The Bitcoin price (BTC) has crossed the resistance level of $21,000-$22,000 to climb past a record peak of $23,000 on Dec. 17.
As the demand for the digital currency hits an all-time peak, the end of 2020 has been illuminating crypto-centric subreddits and streams of Bitcoin hodlers.
Bullish Institutional Acceptance
Via the acceptance of the network by PayPal, the Bitcoin explosion was intensified, along with the long-sought seal of approval by revered personalities such as Michael Saylor, Jack Dorsey, and Paul Tudor Jones.
The related market appreciation and mainstream recognition of celebrities such as rapper Logic and MassMutual’s new institutional buy-in continue to raise the price and sentiment of Bitcoin (BTC).
As the work-from-home dynamic fuels digital disruption, the tide begins to escalate and it increasingly seems that 2021 will be an action-packed year for the next step of the Bitcoin network’s development.
Especially significant for Bitcoin to begin its rally in the near term was the $21,000 mark. Exchange heatmaps reported stacked sale orders at about $21,000 to $21,500, which indicated that to see a larger uptrend, BTC price had to crack through.
Order Book Patterns
Exchange order books and volume patterns also reveal that sellers have raised their sale orders, anticipating Bitcoin to climb to $30,000 since yesterday’s $20,000 was finally broken.
The risk of BTC reaching $30,000 as the first local peak remains strong if the strength of the futures, options, and spot markets is maintained over the coming days.
However, one challenge to Bitcoin in the near future is the proliferation of whales.

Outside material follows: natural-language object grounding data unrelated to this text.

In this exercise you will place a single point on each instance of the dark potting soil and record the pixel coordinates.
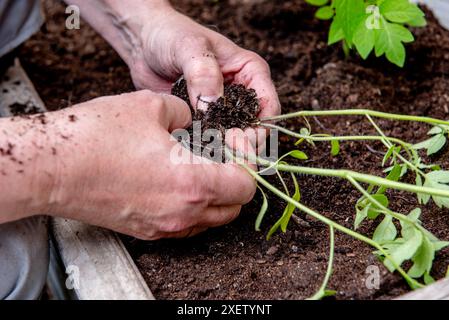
(235, 261)
(238, 108)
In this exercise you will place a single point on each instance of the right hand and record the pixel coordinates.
(115, 171)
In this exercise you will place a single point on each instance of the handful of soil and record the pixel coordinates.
(238, 108)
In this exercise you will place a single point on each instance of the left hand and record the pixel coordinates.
(174, 45)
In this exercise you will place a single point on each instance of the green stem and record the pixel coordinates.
(384, 209)
(388, 144)
(414, 284)
(330, 138)
(321, 292)
(361, 177)
(357, 112)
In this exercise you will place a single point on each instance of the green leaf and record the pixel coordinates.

CryptoQuant data shows that whale trade deposits have grown to amounts unheard since March 2020.
The market cap of Bitcoin has crossed $403 billion with the price movement, surpassing Johnson & Johnson as the 13th largest commodity by market cap. It is almost as valuable as Walmart and has a $411 billion market share.
A Warning from Coinbase
Despite this excitement, Coinbase CEO Brain Armstrong has warned about the market volatility of crypto.
“Like all asset classes, crypto markets will rise and fall over time. And, as we witnessed in 2017, we’ll occasionally see strong market rallies where prices will rise quickly and aggressively.

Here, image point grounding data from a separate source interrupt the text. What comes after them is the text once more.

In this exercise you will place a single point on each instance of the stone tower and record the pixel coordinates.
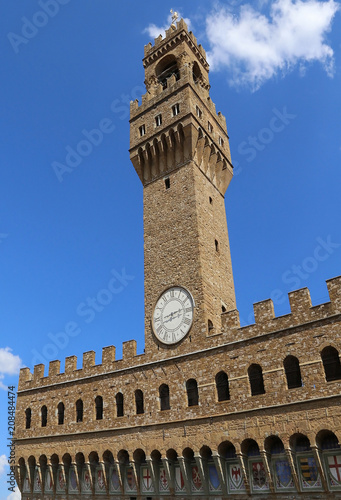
(180, 149)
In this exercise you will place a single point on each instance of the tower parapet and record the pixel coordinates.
(266, 323)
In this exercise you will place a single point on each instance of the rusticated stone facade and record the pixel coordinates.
(229, 411)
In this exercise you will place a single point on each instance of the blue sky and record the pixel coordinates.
(71, 66)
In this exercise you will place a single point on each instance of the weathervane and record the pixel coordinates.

While we’re always excited to see increased interest in crypto, it’s also important to point out that this is not only a time of high volumes, but also price volatility.We believe that crypto is a truly game-changing innovation and, at Coinbase, we take a long-term view of the market. While it’s great to see market rallies and see news organizations turn attention to this emerging asset class in a new way, we cannot emphasize enough how important it is to understand that investing in crypto is not without risk.For one, crypto can be a volatile asset class — often more so than the types of traditional financial instruments that most investors are used to.For example, this means that the market can move in either direction much faster than equity markets.And while we offer a full range of trading tools for traders to take advantage of market conditions, we likewise caution investors who may be focusing on short-term speculation and encourage customers to seek out resources and consult financial advisors to better understand the risks associated with investing in cryptocurrencies.For those who believe in the potential of crypto, we also all have to believe that we’re still in the very early stages and that there’s a lot more to come.”